Chapitre II

Chapitre II

Beati pauperes spiritu

Gillmore ne trouvait pas la sonnette, il frappa d’abord timidement sur la porte. John était probablement déjà couché, il était déjà tard et ne l’attendait peut-être plus ce soir. Il insista un peu, John ne dormait pas, bientôt la porte s’ouvrit, les deux hommes se dévisagèrent un instant, “Entre” , s’exclama-t-il, “Tu n’a pas été suivi j’espère ?” , lança-t-il à son ami d’un ton inquiet. “Non, je ne crois pas !” , répondit Gillmore. Les 2 amis s’engouffrèrent dans l’escalier pesant qui menait à l’étage. Il était arrivé ! Content d’être là Gillmore lança à John: “Mon ami, mon bon et vieil ami, tu m’as tellement manqué !” . Visiblement c’était réciproque, John ne put s’empêcher d’avancer ses bras vers son hôte pour l’étreindre, comme si ce contact physique lui avait manqué.

“Ça fait du bien de te revoir, tu n’as pas changé, ou si peu” , lui dit Gillmore esquissant un léger sourire, “A peine un peu de ventre, mais une barbe grisonnante, toujours le même quoi !”. À ces mots le visage de John s’éclaira, il se détendit : “Toi aussi tu m’as manqué, tu n’as pas pris une ride”, s’empressa-t-il de répondre comme pour s’excuser de ne pas trouver les mots. Maintenant qu’ils étaient à nouveau réunis ils allaient pouvoir partager leurs souvenirs et John lui dirait peut-être enfin pourquoi il s’est empressé de le faire venir. John proposa à Gillmore de le débarrasser de sa parka et de son “BOB” avant de l’inviter à se rapprocher de la cheminée. Une bûche crépitait et la douce chaleur qu’elle dégageait réchauffait l’atmosphère. Dehors il faisait nuit depuis bien longtemps, l’air était humide et froid, pas encore glacial, mais l’hiver ne tarderait pas à s’installer durablement.

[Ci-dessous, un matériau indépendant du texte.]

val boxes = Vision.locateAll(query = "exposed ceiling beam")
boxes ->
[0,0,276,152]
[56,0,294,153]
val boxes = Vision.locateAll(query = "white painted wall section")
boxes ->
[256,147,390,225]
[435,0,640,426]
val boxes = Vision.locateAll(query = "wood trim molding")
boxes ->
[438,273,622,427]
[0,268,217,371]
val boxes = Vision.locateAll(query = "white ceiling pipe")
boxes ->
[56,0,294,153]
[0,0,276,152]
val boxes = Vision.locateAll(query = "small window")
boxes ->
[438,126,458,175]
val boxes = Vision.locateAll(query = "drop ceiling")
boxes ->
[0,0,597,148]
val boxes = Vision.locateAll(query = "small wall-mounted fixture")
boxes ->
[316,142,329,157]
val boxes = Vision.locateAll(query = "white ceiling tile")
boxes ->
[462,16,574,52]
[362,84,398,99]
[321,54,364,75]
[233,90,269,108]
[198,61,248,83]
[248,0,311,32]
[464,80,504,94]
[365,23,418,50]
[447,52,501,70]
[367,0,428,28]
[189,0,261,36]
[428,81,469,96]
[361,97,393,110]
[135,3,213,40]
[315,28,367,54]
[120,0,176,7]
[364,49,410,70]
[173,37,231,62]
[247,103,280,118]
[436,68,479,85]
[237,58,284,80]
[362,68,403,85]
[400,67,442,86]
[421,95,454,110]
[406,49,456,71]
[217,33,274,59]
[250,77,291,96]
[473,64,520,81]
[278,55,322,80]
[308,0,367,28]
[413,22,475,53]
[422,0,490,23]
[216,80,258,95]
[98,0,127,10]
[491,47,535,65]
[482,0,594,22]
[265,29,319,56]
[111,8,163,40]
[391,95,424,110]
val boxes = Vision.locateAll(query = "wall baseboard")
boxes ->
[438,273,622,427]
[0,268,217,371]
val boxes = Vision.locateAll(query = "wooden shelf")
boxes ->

Depuis que le changement climatique avait amorcé sa courbe, les températures négatives repartaient de plus belle. Gillmore qui vivait dans le sud lui, n’avait pas été trop affecté par ces changements. Il faut dire que le temps était imprévisible, mais là il savait à quoi s’en tenir, le mercure était bien en-deçà des 10 degrés. Alors ce petit feu de cheminée avait tout pour lui plaire, il s’installa confortablement dans le sofa les pieds à quelques centimètres à peine du foyer rougeoyant. John après avoir accroché la parka et déposé le “BOB” vint le rejoindre. On sentait son impatience contenue. “Je suis si content que tu sois là, je ne pensais pas que tu viendrais si vite”, dis John à Gillmore. “Tu dois avoir faim, tu prendras un peu de soupe ?”.

Il n’allait pas refuser, il savait qu’un potage lui ferait du bien. Gillmore se leva et rejoignit son ami à table. “Tu vois je n’ai pas oublié, une soupe de courge, ta préférée je crois” , lança John qui s’apaisait maintenant, heureux de la présence de son ami de toujours. C’était finalement ce qu’ils avaient désiré le plus, pouvoir se retrouver ensemble comme au bon vieux temps, le temps ou l’on pouvait se déplacer sans restriction, se réunir, se rassembler et même festoyer. Ce temps était révolu depuis bientôt une décennie. Cette fichue grippe, ce virus qui s’était répandu si vite avait affecté tant de leurs proches, avait eu raison de leurs habitudes, mais avait surtout eu raison de leur liberté. Ils étaient ensemble et c’est maintenant ce qui comptait le plus.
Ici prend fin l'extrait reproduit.